We’ve identified and are studying three social psychological factors. First, people who themselves have more extreme stances on partisan issues see Americans as more polarized; people seem to assume that their own strong feelings are shared by others, both on their side and the opposite side of partisan issues. Second, people see more polarization to the extent that they personally identify with partisan groups. Those who strongly identify as Democrats, for instance, see more polarization than those who less strongly identify as Democrats. This is partly because people who care about their group (as measured by identification) tend to draw sharper distinctions between their group and other groups.
Finally, we have found that the experience of anger increases perception of polarization to the extent that people identify with a partisan group. We believe that anger signals that one’s group is under threat – Democrats feel more threatened when they happen to feel anger than when not – and the perception that one’s group is threatened causes one to draw even sharper distinctions between one’s own and other groups.
3. Are humans more alike psychologically than not or do our varied experiences make us truly different?
In the broader scheme, humans are almost exactly the same as one another. If the proverbial Martian was to visit Earth to understand humans, he’d be less interested in administering personality tests and more interested in characterizing our commonalities (How do we grow, reproduce, eat? Do we live in groups or individually? Do we communicate orally? Do we have emotions? As a species, how “intelligent” are we? How are our brains and bodies structured?). As a social psychological scientist, I take essentially the Martian approach, asking questions about human commonalities, designing experiments to uncover those commonalities, and making inferences about how people typically feel, think and behave. It is true that we are complicated subjects, but that’s what makes us so fascinating to study.
4. You direct the EDJI Lab, which uses psychological science to understand and improve the quality of everyday life. Can you give examples of how the lab’s and your work has improved life?

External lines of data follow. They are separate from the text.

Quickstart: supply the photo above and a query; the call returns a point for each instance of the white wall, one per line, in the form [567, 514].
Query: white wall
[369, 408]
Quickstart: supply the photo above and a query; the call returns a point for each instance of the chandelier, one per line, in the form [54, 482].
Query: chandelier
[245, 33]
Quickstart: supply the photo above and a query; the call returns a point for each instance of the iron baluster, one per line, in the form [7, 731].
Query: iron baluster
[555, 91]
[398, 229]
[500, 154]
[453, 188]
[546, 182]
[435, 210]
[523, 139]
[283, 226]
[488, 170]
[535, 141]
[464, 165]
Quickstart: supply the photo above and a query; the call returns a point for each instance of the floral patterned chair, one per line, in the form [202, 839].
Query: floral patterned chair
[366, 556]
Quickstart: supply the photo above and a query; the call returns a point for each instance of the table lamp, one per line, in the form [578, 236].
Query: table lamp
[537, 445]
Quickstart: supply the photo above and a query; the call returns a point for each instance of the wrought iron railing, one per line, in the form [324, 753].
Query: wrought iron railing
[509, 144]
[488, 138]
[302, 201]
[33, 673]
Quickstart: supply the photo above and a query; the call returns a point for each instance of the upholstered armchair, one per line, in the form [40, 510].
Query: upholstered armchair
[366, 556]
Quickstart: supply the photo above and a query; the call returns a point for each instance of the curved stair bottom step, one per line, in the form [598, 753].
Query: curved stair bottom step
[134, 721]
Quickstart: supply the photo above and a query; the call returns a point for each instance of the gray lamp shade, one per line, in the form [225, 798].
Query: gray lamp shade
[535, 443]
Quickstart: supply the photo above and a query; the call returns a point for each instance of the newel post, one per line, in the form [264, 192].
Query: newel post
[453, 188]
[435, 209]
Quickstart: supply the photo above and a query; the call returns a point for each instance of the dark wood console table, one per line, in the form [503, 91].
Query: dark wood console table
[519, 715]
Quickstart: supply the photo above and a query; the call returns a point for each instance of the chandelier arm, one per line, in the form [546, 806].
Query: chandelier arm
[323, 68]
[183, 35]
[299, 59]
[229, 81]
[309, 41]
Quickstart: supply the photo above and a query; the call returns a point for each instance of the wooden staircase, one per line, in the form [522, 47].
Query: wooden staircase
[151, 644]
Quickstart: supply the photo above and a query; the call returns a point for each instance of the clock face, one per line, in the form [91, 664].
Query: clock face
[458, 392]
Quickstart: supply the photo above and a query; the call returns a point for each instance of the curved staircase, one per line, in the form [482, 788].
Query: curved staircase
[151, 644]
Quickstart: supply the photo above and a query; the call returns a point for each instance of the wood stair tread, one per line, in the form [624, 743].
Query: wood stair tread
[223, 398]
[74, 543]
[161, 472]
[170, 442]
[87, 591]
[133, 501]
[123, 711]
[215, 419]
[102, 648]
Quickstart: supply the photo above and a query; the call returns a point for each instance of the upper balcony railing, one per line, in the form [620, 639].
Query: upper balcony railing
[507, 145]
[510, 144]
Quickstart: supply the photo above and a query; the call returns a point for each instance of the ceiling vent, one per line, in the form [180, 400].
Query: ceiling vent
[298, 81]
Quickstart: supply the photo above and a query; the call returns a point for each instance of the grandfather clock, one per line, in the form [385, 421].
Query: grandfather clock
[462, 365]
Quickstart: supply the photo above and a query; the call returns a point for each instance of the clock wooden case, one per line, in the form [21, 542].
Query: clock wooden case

We previously found that people are made happier by pursuing life experiences than by pursuing material possessions, which has strong implications for prioritizing life goals. We found that immediate emotions can have undue impact on behavior (as when embarrassment in the “heat of the moment” prevents people from taking social risks), which implies that people benefit by giving themselves some “cooling off” time before making decisions. We found, as I described, that Americans are less politically polarized than we tend to believe, which implies that we might adopt a less combative stance in partisan context – particularly given that anger can exacerbate partisan conflict.
5. What keeps you busy outside of the university setting?
I have two children, Caleb, 15, and Anna, 11, who keep me plenty busy. Between homework, shuttling to activities, homework, and the usual parenting requirements, I spend lots of nonwork time with the kids. I’m amazingly fortunate to have the opportunity to do so. I’m also an avid cyclist – mostly road, mountain biking less frequently – and generally enjoy the beautiful Colorado outdoors.